Moins répandu, elle arrive au milieu du cycle menstruel, durant l’ovulation. C’est contradictoire mais cette déprime arrive durant la période de fertilité…. là où on devrait être heureuse et enjouée et avec un self-estime débordant pour attirer le masculin et pouvoir assouvir notre envie de bébé. Cette déprime s’accompagne – pour moi en tous cas- d’un mal être général, une grosse claque dans la figure, rien qui va, tout qui pète. Je ne m’aime pas, je me trouve nulle, tout ce que je fais est nul, je ne suis capable de rien. Je me plains tout le temps, je ressasse les mauvaises choses. Je ne suis pas du tout patiente avec mes enfants, je leur crie dessus pour un rien car je ne me supporte pas donc je me protège derrière mon égo qui me dicte d’être la mère toute puissante, la mère colère, celle qui tire les rênes. J’essaye d’avoir une chose que je contrôle encore, et le pouvoir sur mes enfants en est malheureusement une. Je me trouve horriblement détestable. Je ne m’aime pas du tout, comme pourrait-on m’aimer ? Que ce soit l’amour de mes enfants, celui de mon mari, je ne m’aime pas je ne comprends pas leur amour et je pense ne pas le mériter. Attention, je dis bien « je pense » car cette phase est – et c’est le plus important peut-être à comprendre – TEMPORAIRE. C’est une déprime passagère, qui vient…. et qui s’en va. 

Aujourd’hui, j’y suis. En plein dedans. L’oeil du cyclone.

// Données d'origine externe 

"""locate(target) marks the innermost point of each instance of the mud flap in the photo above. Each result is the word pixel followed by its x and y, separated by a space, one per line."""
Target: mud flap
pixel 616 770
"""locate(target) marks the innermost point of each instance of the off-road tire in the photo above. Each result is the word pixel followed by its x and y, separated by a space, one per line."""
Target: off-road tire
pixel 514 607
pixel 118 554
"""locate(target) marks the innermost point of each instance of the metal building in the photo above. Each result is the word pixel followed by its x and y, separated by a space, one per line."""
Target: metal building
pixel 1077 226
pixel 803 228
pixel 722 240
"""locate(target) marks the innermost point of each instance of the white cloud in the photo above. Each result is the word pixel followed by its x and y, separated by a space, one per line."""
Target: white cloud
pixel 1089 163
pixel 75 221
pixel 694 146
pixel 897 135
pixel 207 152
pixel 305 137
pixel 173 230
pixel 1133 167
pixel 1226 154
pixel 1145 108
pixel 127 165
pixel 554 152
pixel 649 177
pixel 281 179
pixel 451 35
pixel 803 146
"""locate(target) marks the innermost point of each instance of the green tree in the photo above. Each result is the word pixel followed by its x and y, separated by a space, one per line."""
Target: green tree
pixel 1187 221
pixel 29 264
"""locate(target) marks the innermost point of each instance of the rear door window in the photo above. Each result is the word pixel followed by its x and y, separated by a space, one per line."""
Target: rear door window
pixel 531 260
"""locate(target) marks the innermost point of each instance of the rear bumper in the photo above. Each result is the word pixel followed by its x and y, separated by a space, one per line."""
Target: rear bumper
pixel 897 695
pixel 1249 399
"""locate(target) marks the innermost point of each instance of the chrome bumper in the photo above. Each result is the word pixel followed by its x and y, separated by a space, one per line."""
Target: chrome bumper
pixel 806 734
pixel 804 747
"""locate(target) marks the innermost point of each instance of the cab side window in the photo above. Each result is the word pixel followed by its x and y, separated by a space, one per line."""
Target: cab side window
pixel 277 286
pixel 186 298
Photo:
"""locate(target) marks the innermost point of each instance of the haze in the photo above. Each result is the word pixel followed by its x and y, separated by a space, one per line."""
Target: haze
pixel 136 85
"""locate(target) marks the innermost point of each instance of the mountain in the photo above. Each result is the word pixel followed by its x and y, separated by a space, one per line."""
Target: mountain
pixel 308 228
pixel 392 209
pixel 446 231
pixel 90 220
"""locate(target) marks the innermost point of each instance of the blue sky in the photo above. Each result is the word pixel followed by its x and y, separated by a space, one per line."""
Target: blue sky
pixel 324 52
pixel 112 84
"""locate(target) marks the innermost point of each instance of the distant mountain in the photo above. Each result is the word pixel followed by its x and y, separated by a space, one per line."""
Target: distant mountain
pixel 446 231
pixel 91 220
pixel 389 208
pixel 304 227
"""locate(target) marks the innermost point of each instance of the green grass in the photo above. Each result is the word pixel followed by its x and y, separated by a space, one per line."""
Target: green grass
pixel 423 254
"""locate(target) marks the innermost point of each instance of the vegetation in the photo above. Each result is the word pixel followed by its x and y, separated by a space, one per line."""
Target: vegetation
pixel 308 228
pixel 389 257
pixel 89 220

Comme un tsunami qui m’envahit je ne peux pas surmonter ma peine, cette tristesse qui remplit tout mon être. Je ne me reconnais plus. Je ne suis plus moi-même. Je ne veux pas faire ca, dire ca, agir comme cela, mais je le fais quand même. Je ne veux pas crier, sortir de mes gonds, être en colère pour tout et tout le temps, mais je le fais. C’est plus fort que moi. Mes enfants en sont les premiers victimes, mais ils en sont souvent la cause aussi, bien sûr, si j’étais seule je ne m’énerverai pas du tout, du moins je le crois, mais quand les petits êtres humains fatigués par leur journée d’école n’en font qu’à leur tête, je craque. Je n’ai pas la force mentale de gérer ce genre de conflits avec le sourire, en faisant des blagues ou en essayant d’accueillir leurs émotions pour les aider à les surmonter. Pas ces jours. Pas lorsque je suis emplie par cette vague de tristesse et de désamour. Je me déteste quand je leur crie dessus, je leur fais peur, je leur hurle dessus, j’en pleure en écrivant ces mots comment puis-je autant crier sur mes amours ? Comment puis-je leur parler ainsi alors que je les aime plus que tout au monde ?

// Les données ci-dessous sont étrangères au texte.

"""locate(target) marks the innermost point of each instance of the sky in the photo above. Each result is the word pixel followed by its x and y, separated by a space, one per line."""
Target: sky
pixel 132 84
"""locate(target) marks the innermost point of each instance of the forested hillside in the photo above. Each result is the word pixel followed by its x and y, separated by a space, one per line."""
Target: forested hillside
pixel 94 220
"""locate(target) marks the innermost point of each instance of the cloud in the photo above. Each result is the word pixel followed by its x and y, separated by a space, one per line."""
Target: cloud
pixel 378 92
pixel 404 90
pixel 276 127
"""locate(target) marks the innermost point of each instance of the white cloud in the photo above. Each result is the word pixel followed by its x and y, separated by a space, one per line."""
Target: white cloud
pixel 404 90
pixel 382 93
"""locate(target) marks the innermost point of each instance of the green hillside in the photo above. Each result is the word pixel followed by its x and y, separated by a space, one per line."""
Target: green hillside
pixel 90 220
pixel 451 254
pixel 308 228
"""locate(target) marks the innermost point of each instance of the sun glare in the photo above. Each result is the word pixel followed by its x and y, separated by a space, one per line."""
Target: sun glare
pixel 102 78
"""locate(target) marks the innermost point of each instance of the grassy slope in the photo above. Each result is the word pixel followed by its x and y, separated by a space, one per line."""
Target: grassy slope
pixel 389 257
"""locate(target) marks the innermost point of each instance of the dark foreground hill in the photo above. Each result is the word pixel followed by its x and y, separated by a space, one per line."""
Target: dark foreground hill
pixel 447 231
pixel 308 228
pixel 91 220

C’est insurmontable. J’ai l’impression que je ne vais pas m’en sortir, et pourtant je vais m’en sortir, comme chaque mois, chaque cycle, c’est toujours la même ritournelle qui recommence. C’est insupportable, je ne veux plus avoir à subir cela. Il faut que je m’en sorte. Je suis la seule à pouvoir m’en sortir. Je ne peux compter que sur moi-même, je dois m’en sortir. Ce n’est pas bon pour moi, ni pour mes enfants de rester comme cela. Ni pour mon mari. Je ne suis pas normale durant quelques jours dans le cycle, je le sais. Ce n’est pas moi. Je ne dois pas penser que je suis comme cela, ce n’est pas moi. Cette tristesse qui se transforme en mal-être général, qui me fait dire ou agir de la sorte, ce n’est pas moi. Je ne me reconnais plus. Où est passée la femme enjouée, encourageante , aimante, à l’écoute des autres ? Où suis-je passée ? Comment peut-on autant changer en un laps de temps si court ? Du jour au lendemain je ne suis plus moi. C’est invivable. Il faut que cela cesse. Je veux redevenir moi. Je n’en peux plus. 

A toutes celles qui vivent cela. Courage.